LanoYado · ‎11-28-2016

I wondered if there is a way to reduce some nodes in a network. For instance, if there are two or more adjacent nodes (orange color), these nodes for my problem can be merged together as single nodes. In the figure below, nodes 41, 42, and 43 can be merged and forms a single node connected to the nodes 11 and 56. Any idea to do so?

Thanks

Best wishes

ChrisDonohue__GISP · ‎11-28-2016

Some questions to help clarify what you want:

When the nodes get reduced to one, does it matter where the resulting one "collapsed" node is spatially? Does it need to be at one of the existing nodes to be collapsed locations or can it be a totally new place, like the central location of all the collapsed nodes?
Is there any constraint on the nodes location in relation to the existing line features?

Chris Donohue, GISP

LanoYado · ‎11-28-2016

Thanks Chris for the reply. It does not matter where the new merged node will be as long as keeping all lines connect the individual nodes that form the new node with their neighbors. The new location could be any "old" location of the existing nodes or it could be a central location or any place else. There will not be any constraint on the location of the nodes except keeping the total connection to the neighbors with no change. The lines among merged-nodes, of course, will be deleted; for example, lines: 41-42 and 41-43 will be eliminated while lines 41-11 and 41-56 will be there. Note that a single line is enough to connect the new node to the node 56 although the old lines are two.

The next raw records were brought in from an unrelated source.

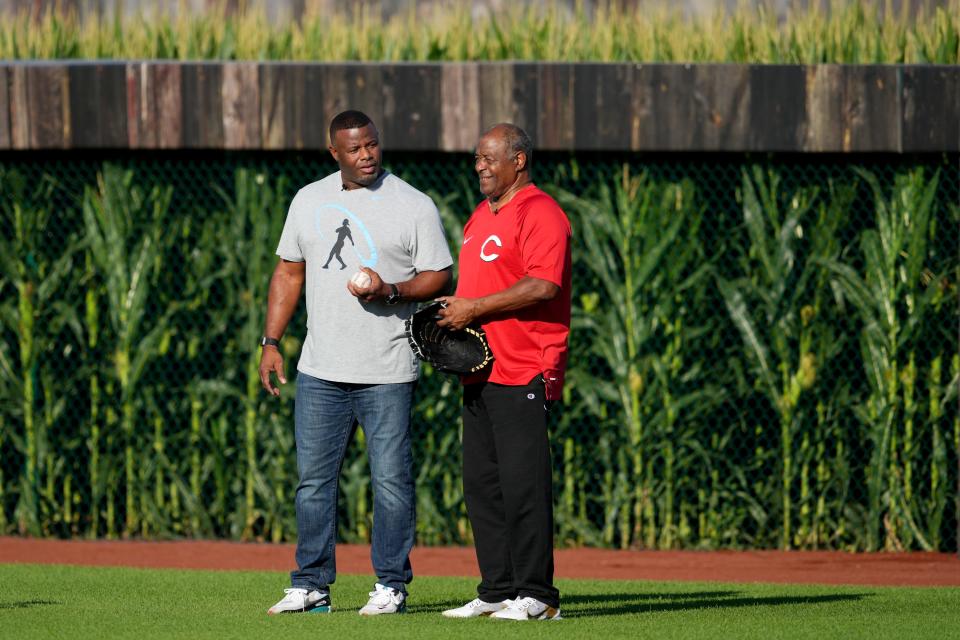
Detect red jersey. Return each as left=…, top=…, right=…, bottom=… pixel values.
left=456, top=184, right=571, bottom=400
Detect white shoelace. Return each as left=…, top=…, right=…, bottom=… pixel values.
left=283, top=587, right=309, bottom=609
left=510, top=598, right=536, bottom=611
left=368, top=584, right=400, bottom=607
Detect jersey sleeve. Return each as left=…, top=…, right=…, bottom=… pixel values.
left=411, top=198, right=453, bottom=273
left=518, top=197, right=571, bottom=287
left=277, top=193, right=304, bottom=262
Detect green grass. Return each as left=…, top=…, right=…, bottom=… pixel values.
left=0, top=565, right=960, bottom=640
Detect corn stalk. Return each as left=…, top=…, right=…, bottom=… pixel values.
left=825, top=170, right=944, bottom=550
left=559, top=166, right=715, bottom=548
left=83, top=165, right=172, bottom=536
left=717, top=167, right=849, bottom=549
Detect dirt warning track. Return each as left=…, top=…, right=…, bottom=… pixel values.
left=0, top=537, right=960, bottom=586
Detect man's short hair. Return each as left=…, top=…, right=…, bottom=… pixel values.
left=330, top=109, right=373, bottom=144
left=487, top=122, right=533, bottom=166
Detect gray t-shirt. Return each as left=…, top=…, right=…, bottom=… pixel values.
left=277, top=171, right=453, bottom=384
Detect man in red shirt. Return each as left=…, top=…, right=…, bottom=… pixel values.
left=439, top=124, right=570, bottom=620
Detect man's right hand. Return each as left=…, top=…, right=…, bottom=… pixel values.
left=260, top=345, right=287, bottom=396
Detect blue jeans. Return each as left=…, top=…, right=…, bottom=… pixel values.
left=290, top=373, right=416, bottom=591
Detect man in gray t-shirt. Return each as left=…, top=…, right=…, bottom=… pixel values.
left=260, top=111, right=453, bottom=615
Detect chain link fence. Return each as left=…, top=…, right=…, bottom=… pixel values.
left=0, top=152, right=960, bottom=551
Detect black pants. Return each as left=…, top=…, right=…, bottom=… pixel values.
left=463, top=376, right=560, bottom=607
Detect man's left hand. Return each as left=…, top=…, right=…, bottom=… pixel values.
left=347, top=267, right=390, bottom=302
left=437, top=296, right=477, bottom=331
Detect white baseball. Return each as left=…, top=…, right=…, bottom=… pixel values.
left=350, top=271, right=370, bottom=289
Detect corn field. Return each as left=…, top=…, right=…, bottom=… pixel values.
left=0, top=153, right=960, bottom=550
left=0, top=0, right=960, bottom=64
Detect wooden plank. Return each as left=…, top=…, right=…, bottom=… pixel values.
left=690, top=64, right=751, bottom=151
left=477, top=62, right=514, bottom=133
left=300, top=64, right=330, bottom=149
left=748, top=64, right=807, bottom=151
left=316, top=64, right=356, bottom=137
left=574, top=63, right=634, bottom=151
left=624, top=64, right=706, bottom=151
left=153, top=63, right=184, bottom=149
left=8, top=63, right=30, bottom=149
left=440, top=62, right=480, bottom=151
left=843, top=65, right=900, bottom=152
left=26, top=64, right=72, bottom=149
left=220, top=62, right=260, bottom=149
left=478, top=62, right=540, bottom=136
left=382, top=64, right=442, bottom=151
left=350, top=64, right=384, bottom=134
left=181, top=63, right=223, bottom=149
left=68, top=63, right=129, bottom=149
left=801, top=64, right=846, bottom=152
left=127, top=62, right=183, bottom=149
left=68, top=64, right=100, bottom=149
left=0, top=67, right=11, bottom=149
left=536, top=63, right=576, bottom=150
left=125, top=62, right=145, bottom=149
left=901, top=65, right=960, bottom=153
left=510, top=62, right=540, bottom=139
left=259, top=63, right=290, bottom=149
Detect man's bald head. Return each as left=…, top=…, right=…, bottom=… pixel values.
left=482, top=122, right=533, bottom=171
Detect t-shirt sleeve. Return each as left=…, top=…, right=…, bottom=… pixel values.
left=411, top=198, right=453, bottom=273
left=518, top=197, right=570, bottom=287
left=277, top=194, right=303, bottom=262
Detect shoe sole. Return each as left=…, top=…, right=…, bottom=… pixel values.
left=267, top=604, right=333, bottom=616
left=357, top=605, right=407, bottom=616
left=487, top=607, right=563, bottom=622
left=440, top=609, right=502, bottom=620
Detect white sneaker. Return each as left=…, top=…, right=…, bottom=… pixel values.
left=443, top=598, right=513, bottom=618
left=267, top=587, right=331, bottom=615
left=360, top=582, right=407, bottom=616
left=490, top=598, right=560, bottom=620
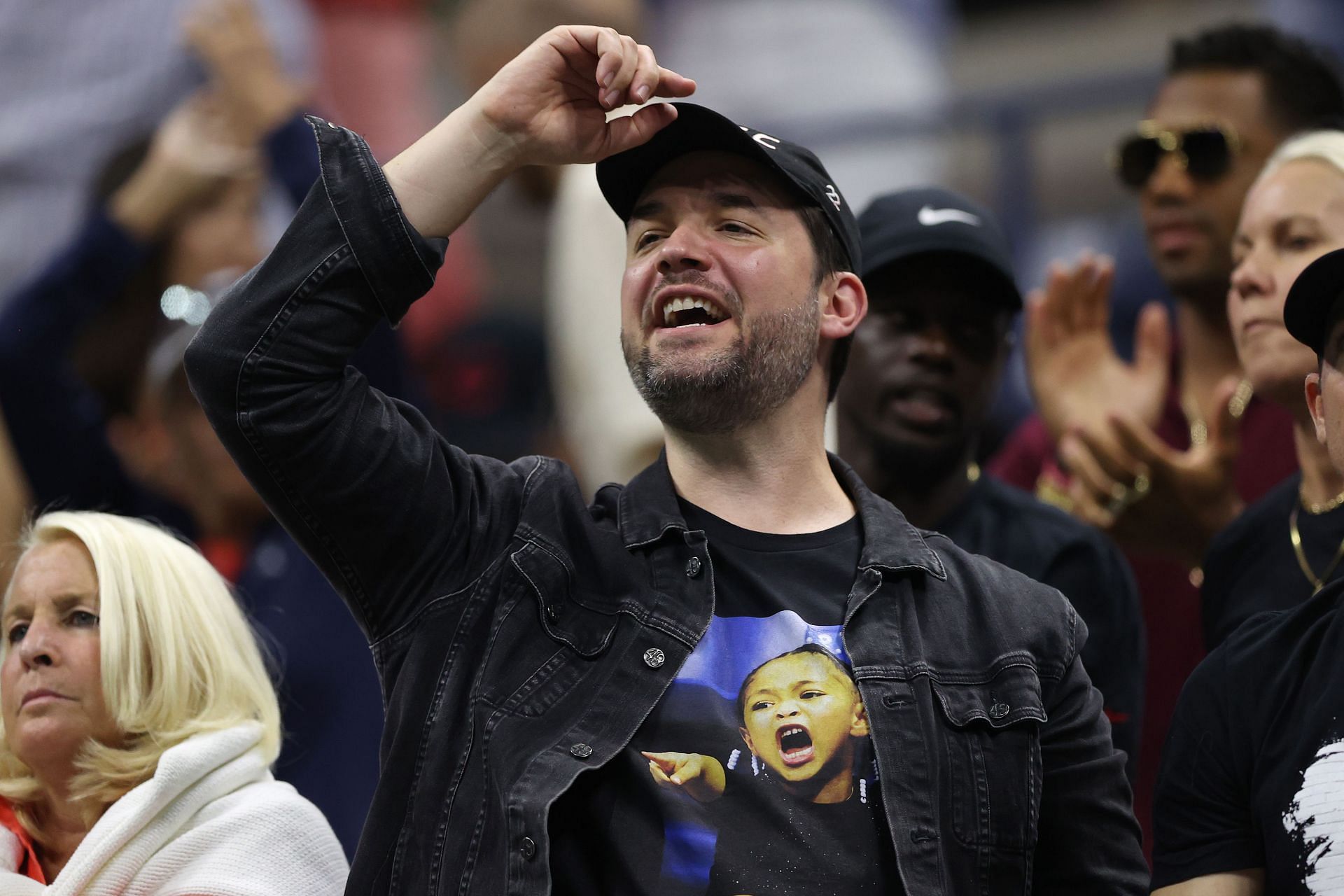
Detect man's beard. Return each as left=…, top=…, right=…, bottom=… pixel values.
left=621, top=293, right=820, bottom=435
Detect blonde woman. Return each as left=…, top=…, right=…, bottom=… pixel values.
left=0, top=512, right=346, bottom=896
left=1153, top=130, right=1344, bottom=896
left=1201, top=130, right=1344, bottom=649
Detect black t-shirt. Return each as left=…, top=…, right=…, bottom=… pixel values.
left=1153, top=580, right=1344, bottom=896
left=937, top=475, right=1144, bottom=780
left=1200, top=473, right=1344, bottom=650
left=548, top=503, right=900, bottom=896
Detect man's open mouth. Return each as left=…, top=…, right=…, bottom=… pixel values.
left=776, top=725, right=816, bottom=766
left=654, top=295, right=729, bottom=329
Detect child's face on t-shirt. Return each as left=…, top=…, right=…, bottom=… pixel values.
left=742, top=653, right=868, bottom=782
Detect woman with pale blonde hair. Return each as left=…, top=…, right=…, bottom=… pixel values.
left=0, top=512, right=346, bottom=896
left=1201, top=130, right=1344, bottom=649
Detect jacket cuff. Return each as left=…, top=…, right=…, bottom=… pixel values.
left=307, top=115, right=447, bottom=326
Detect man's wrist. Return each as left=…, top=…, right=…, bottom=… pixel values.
left=383, top=101, right=523, bottom=238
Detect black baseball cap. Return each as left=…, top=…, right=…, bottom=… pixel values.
left=859, top=187, right=1021, bottom=310
left=1284, top=248, right=1344, bottom=355
left=596, top=102, right=860, bottom=272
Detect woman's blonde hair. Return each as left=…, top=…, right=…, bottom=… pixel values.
left=1255, top=129, right=1344, bottom=184
left=0, top=510, right=281, bottom=839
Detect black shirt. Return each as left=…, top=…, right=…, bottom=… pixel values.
left=1153, top=582, right=1344, bottom=895
left=1200, top=473, right=1344, bottom=650
left=935, top=475, right=1144, bottom=782
left=548, top=501, right=900, bottom=896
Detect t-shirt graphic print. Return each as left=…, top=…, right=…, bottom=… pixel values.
left=1284, top=738, right=1344, bottom=896
left=551, top=504, right=900, bottom=896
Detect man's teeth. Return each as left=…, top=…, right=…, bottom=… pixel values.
left=663, top=295, right=724, bottom=326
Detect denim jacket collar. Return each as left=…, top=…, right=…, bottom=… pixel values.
left=618, top=453, right=948, bottom=580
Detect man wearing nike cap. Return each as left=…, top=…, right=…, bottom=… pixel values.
left=188, top=27, right=1147, bottom=896
left=836, top=187, right=1144, bottom=780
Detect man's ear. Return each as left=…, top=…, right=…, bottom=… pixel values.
left=1302, top=365, right=1325, bottom=444
left=820, top=272, right=868, bottom=340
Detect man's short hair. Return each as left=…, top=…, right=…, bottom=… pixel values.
left=798, top=206, right=853, bottom=402
left=1167, top=23, right=1344, bottom=132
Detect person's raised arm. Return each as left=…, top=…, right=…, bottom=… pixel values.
left=386, top=25, right=695, bottom=237
left=187, top=27, right=694, bottom=638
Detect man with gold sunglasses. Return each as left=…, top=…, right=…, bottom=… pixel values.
left=989, top=24, right=1344, bottom=848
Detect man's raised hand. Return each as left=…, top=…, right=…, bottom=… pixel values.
left=383, top=25, right=695, bottom=237
left=468, top=25, right=695, bottom=165
left=1026, top=254, right=1170, bottom=440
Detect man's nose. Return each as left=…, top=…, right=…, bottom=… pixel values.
left=1144, top=152, right=1195, bottom=202
left=659, top=225, right=710, bottom=274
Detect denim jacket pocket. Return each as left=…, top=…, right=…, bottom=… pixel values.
left=510, top=541, right=618, bottom=659
left=932, top=665, right=1046, bottom=852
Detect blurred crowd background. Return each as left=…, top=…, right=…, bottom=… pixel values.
left=0, top=0, right=1344, bottom=870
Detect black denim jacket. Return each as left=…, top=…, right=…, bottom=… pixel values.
left=187, top=120, right=1148, bottom=896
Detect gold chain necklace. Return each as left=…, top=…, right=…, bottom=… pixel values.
left=1297, top=489, right=1344, bottom=516
left=1287, top=504, right=1344, bottom=594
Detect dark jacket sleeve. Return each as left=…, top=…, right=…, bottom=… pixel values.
left=1040, top=538, right=1145, bottom=783
left=1032, top=620, right=1148, bottom=896
left=0, top=209, right=190, bottom=532
left=187, top=120, right=538, bottom=640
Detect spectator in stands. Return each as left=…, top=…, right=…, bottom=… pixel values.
left=0, top=0, right=309, bottom=318
left=0, top=512, right=346, bottom=896
left=836, top=188, right=1144, bottom=780
left=0, top=3, right=406, bottom=855
left=989, top=24, right=1344, bottom=848
left=1153, top=246, right=1344, bottom=896
left=1201, top=130, right=1344, bottom=649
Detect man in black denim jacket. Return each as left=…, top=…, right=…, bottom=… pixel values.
left=188, top=27, right=1147, bottom=896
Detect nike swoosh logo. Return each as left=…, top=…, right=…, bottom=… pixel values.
left=918, top=206, right=980, bottom=227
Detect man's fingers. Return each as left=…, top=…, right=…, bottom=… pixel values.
left=1059, top=433, right=1125, bottom=501
left=603, top=102, right=676, bottom=156
left=1134, top=302, right=1172, bottom=382
left=1208, top=376, right=1246, bottom=456
left=1078, top=255, right=1116, bottom=330
left=1110, top=414, right=1173, bottom=474
left=602, top=35, right=640, bottom=108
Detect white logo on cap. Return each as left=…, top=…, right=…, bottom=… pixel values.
left=916, top=206, right=980, bottom=227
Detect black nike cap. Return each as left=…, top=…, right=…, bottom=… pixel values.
left=1284, top=248, right=1344, bottom=356
left=859, top=187, right=1021, bottom=310
left=596, top=102, right=860, bottom=273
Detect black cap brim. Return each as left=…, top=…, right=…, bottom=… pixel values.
left=1284, top=248, right=1344, bottom=355
left=863, top=241, right=1023, bottom=312
left=596, top=102, right=860, bottom=272
left=596, top=102, right=793, bottom=220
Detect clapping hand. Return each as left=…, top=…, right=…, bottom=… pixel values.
left=108, top=91, right=260, bottom=241
left=183, top=0, right=308, bottom=144
left=1026, top=254, right=1170, bottom=440
left=1059, top=377, right=1245, bottom=567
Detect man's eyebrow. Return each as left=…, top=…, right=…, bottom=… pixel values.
left=630, top=199, right=666, bottom=220
left=714, top=193, right=761, bottom=208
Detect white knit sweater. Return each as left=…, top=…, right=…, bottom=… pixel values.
left=0, top=724, right=348, bottom=896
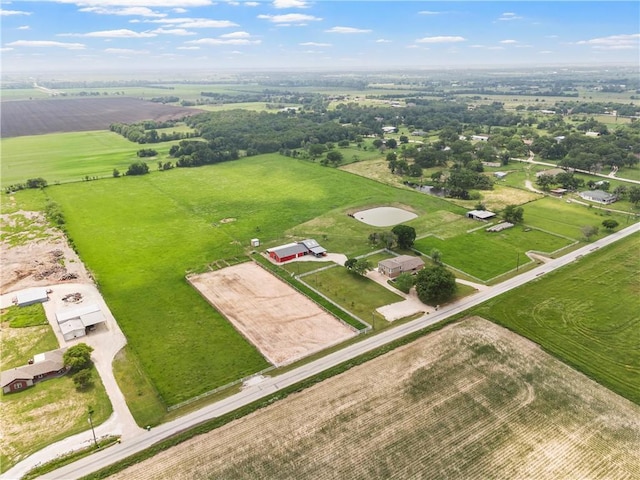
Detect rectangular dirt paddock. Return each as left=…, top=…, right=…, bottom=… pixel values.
left=187, top=262, right=357, bottom=366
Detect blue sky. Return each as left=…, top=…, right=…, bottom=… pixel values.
left=0, top=0, right=640, bottom=73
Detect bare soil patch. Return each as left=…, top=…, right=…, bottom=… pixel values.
left=188, top=262, right=356, bottom=365
left=0, top=211, right=92, bottom=294
left=112, top=318, right=640, bottom=480
left=0, top=97, right=201, bottom=138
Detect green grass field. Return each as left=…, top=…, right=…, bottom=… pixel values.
left=42, top=155, right=461, bottom=405
left=472, top=234, right=640, bottom=404
left=0, top=131, right=181, bottom=187
left=304, top=267, right=404, bottom=324
left=414, top=226, right=571, bottom=281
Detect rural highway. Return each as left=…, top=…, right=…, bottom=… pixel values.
left=22, top=223, right=640, bottom=480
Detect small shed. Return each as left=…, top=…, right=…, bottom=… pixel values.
left=16, top=288, right=49, bottom=307
left=467, top=210, right=496, bottom=220
left=378, top=255, right=424, bottom=278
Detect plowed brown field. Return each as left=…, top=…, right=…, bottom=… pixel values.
left=0, top=97, right=202, bottom=138
left=113, top=318, right=640, bottom=480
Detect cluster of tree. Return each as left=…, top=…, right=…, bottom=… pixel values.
left=109, top=121, right=198, bottom=143
left=62, top=343, right=93, bottom=390
left=415, top=264, right=457, bottom=305
left=136, top=148, right=158, bottom=157
left=125, top=161, right=149, bottom=175
left=502, top=205, right=524, bottom=225
left=186, top=110, right=360, bottom=156
left=369, top=224, right=416, bottom=250
left=150, top=95, right=180, bottom=104
left=169, top=140, right=240, bottom=167
left=5, top=177, right=48, bottom=193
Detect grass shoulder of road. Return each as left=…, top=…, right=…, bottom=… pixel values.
left=0, top=368, right=112, bottom=472
left=472, top=234, right=640, bottom=404
left=82, top=317, right=459, bottom=480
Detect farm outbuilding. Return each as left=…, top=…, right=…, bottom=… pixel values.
left=267, top=238, right=327, bottom=263
left=1, top=348, right=67, bottom=393
left=16, top=288, right=49, bottom=307
left=378, top=255, right=424, bottom=278
left=467, top=210, right=496, bottom=220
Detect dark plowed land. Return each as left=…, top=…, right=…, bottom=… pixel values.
left=0, top=97, right=200, bottom=138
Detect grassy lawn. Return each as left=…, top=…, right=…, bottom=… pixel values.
left=473, top=234, right=640, bottom=404
left=43, top=155, right=464, bottom=405
left=0, top=131, right=184, bottom=187
left=414, top=226, right=571, bottom=281
left=0, top=370, right=112, bottom=472
left=523, top=197, right=628, bottom=240
left=312, top=267, right=404, bottom=323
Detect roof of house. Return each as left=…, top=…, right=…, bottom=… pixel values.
left=378, top=255, right=424, bottom=270
left=580, top=190, right=615, bottom=200
left=467, top=210, right=496, bottom=219
left=0, top=348, right=67, bottom=387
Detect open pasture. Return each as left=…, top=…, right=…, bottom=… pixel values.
left=0, top=97, right=198, bottom=138
left=110, top=319, right=640, bottom=480
left=46, top=155, right=462, bottom=405
left=188, top=262, right=356, bottom=366
left=473, top=234, right=640, bottom=404
left=414, top=225, right=573, bottom=281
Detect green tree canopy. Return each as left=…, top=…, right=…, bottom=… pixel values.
left=415, top=265, right=457, bottom=305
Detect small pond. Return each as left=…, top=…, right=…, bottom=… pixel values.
left=353, top=207, right=418, bottom=227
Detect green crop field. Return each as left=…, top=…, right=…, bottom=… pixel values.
left=41, top=155, right=464, bottom=405
left=473, top=234, right=640, bottom=404
left=0, top=131, right=181, bottom=187
left=414, top=226, right=572, bottom=281
left=523, top=197, right=633, bottom=240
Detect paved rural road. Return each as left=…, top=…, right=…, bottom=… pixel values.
left=11, top=223, right=640, bottom=480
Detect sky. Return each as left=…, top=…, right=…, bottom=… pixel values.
left=0, top=0, right=640, bottom=73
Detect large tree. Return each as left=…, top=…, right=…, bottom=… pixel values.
left=62, top=343, right=93, bottom=372
left=391, top=225, right=416, bottom=249
left=415, top=265, right=457, bottom=305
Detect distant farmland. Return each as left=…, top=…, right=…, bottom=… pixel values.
left=0, top=97, right=200, bottom=138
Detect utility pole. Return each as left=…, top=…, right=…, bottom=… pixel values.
left=87, top=405, right=98, bottom=448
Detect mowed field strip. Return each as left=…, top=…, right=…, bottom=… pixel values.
left=188, top=262, right=357, bottom=366
left=112, top=317, right=640, bottom=480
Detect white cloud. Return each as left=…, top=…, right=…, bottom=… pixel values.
left=187, top=38, right=260, bottom=46
left=104, top=48, right=149, bottom=55
left=80, top=7, right=167, bottom=18
left=58, top=28, right=157, bottom=38
left=300, top=42, right=333, bottom=47
left=220, top=32, right=251, bottom=38
left=151, top=27, right=196, bottom=36
left=258, top=13, right=322, bottom=25
left=577, top=33, right=640, bottom=50
left=0, top=10, right=31, bottom=17
left=7, top=40, right=85, bottom=50
left=498, top=12, right=522, bottom=22
left=57, top=0, right=213, bottom=8
left=273, top=0, right=308, bottom=8
left=416, top=35, right=465, bottom=43
left=325, top=27, right=371, bottom=34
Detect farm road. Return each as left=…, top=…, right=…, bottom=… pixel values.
left=6, top=223, right=640, bottom=480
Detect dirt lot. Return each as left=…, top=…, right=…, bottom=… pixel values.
left=0, top=97, right=201, bottom=138
left=0, top=211, right=91, bottom=294
left=188, top=262, right=356, bottom=365
left=112, top=318, right=640, bottom=480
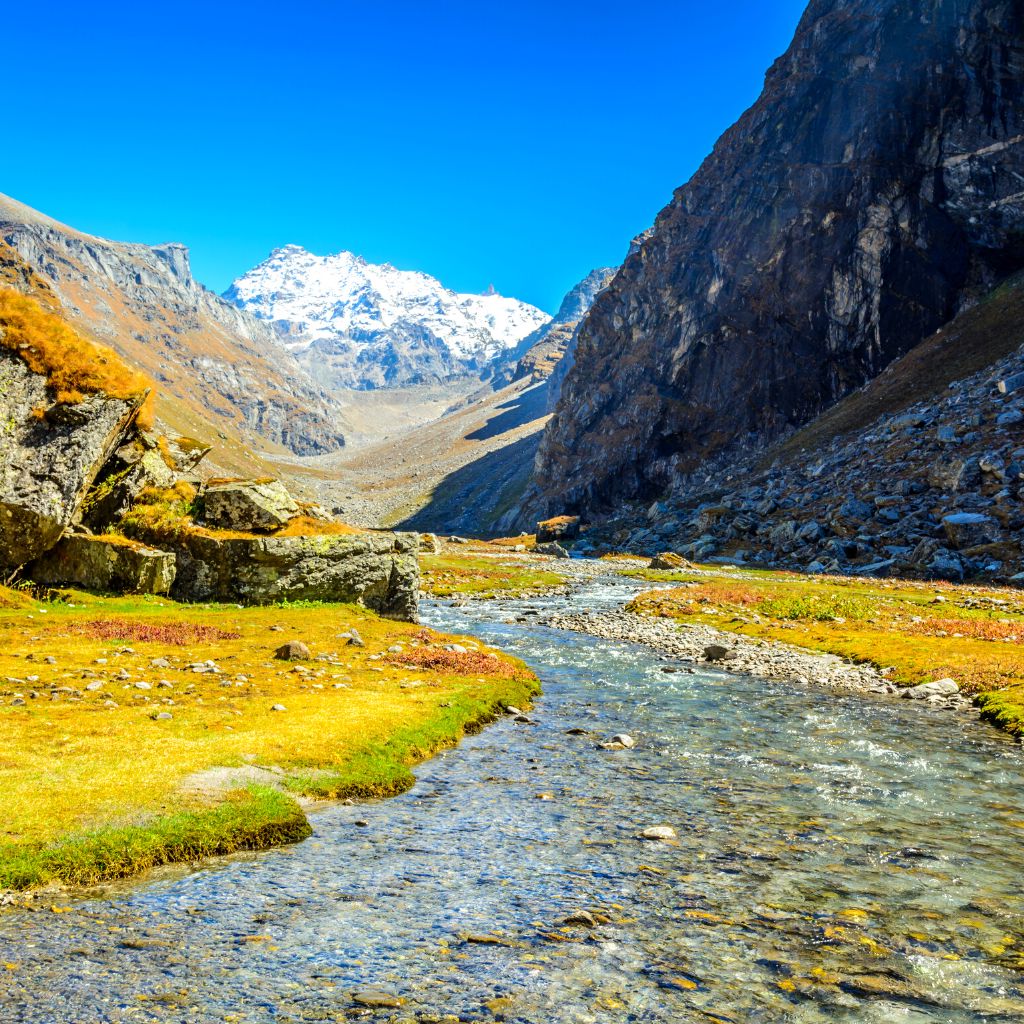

AbdullahAnter · ‎11-28-2016

The main Idea to solve this problem that :

1- select orange points that intersect with same line.

2-select one point only from each line selection,then delete other.

That will remove all unwanted orange points.

3-now we need to delete the lines that haven't any point in (start or end ) line.

you can use topology for this.

Use python or model builder for previous propose.

LanoYado · ‎11-28-2016

Sorry Abdullah, I didn't get your point. Thanks for your reply.